Once, while at a retreat, I heard the best analogy about the significance of having communities. That is, the similarities between us and Redwood trees. Redwood trees have roots that are only a couple of feet deep. Yet, they require much more than that to stay standing. Similarly to us, Redwoods thrive off their surroundings. Redwood trees make up for the shallowness of their roots by extending their roots up to 100 feet and intertwining with the trees around them. Redwood trees need to connect with other Redwoods in order to balance and thrive.
Family. Friends. Churches. Clubs. These are just a few of the different communities that we, as human beings, encounter and participate in on a day-to-day basis. Personally, it’s hard to put into words what communities and support systems have helped me accomplish over the years. For instance, upon first entering college, my world was shaken. Everything was changing rapidly, and I felt like I had no control over it. Thankfully, God provided me with the communities I needed, in order to persevere. Those like my parents, who never received an education past the sixth grade, yet work hard for me to continue my education. Also, such as those that encourage me when I feel down as my professors do. All my communities have helped me navigate the new experiences and emotions college has presented me.
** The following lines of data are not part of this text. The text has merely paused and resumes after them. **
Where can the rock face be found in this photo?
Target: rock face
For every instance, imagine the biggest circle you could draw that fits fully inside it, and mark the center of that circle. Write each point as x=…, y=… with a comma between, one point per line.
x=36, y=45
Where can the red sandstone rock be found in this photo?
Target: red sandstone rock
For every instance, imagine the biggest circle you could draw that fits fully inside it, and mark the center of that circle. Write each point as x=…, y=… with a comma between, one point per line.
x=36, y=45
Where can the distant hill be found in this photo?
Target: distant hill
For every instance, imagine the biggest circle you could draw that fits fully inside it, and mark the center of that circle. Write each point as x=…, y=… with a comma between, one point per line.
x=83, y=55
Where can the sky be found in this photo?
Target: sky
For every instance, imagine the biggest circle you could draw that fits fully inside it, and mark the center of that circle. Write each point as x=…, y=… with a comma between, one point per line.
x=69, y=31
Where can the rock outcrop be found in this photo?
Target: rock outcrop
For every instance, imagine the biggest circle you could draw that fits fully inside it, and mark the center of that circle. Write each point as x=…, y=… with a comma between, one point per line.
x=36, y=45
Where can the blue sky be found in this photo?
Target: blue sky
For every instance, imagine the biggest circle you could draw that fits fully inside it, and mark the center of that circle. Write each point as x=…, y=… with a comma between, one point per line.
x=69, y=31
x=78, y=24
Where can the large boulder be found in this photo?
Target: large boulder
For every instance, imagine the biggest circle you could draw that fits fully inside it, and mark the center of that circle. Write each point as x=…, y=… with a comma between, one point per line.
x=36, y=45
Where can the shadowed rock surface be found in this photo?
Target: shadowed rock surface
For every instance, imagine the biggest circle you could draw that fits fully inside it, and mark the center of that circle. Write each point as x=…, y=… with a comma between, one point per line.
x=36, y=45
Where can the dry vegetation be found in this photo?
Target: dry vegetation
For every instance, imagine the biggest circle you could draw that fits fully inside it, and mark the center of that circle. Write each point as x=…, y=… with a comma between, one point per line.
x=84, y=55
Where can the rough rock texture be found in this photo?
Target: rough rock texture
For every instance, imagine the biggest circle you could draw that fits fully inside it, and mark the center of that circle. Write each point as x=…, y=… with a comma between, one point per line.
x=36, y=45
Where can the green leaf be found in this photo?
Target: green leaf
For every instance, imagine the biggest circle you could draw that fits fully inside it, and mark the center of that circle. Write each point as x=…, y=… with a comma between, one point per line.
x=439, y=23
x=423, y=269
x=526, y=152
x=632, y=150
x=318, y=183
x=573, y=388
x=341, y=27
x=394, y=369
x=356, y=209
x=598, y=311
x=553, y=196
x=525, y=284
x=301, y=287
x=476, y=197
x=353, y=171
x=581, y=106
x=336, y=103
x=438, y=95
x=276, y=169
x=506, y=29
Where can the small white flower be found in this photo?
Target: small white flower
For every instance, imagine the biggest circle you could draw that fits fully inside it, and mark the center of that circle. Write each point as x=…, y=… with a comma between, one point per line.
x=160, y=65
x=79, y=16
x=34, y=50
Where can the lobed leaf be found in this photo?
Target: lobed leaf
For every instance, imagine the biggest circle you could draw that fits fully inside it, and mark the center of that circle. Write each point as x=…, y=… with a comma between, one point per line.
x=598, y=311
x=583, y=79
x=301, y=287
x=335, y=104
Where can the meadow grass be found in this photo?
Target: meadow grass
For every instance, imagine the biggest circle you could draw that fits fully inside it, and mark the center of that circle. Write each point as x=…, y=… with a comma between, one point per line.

I recently read in my Sociology textbook that many immigrants who become successful in the workplace have done so due to countless support systems. For immigrants these types of communities can be hard to find and establish. Taller de José strives to not only advocate for immigrants and non-immigrants alike, but also to alleviate the process of finding and establishing communities. During my short time as an intern at Taller de José, I found myself submerged into the feeling of being in the presence of a community that desires the best for its clients in such a real way. The same community that Redwood trees need to stay standing.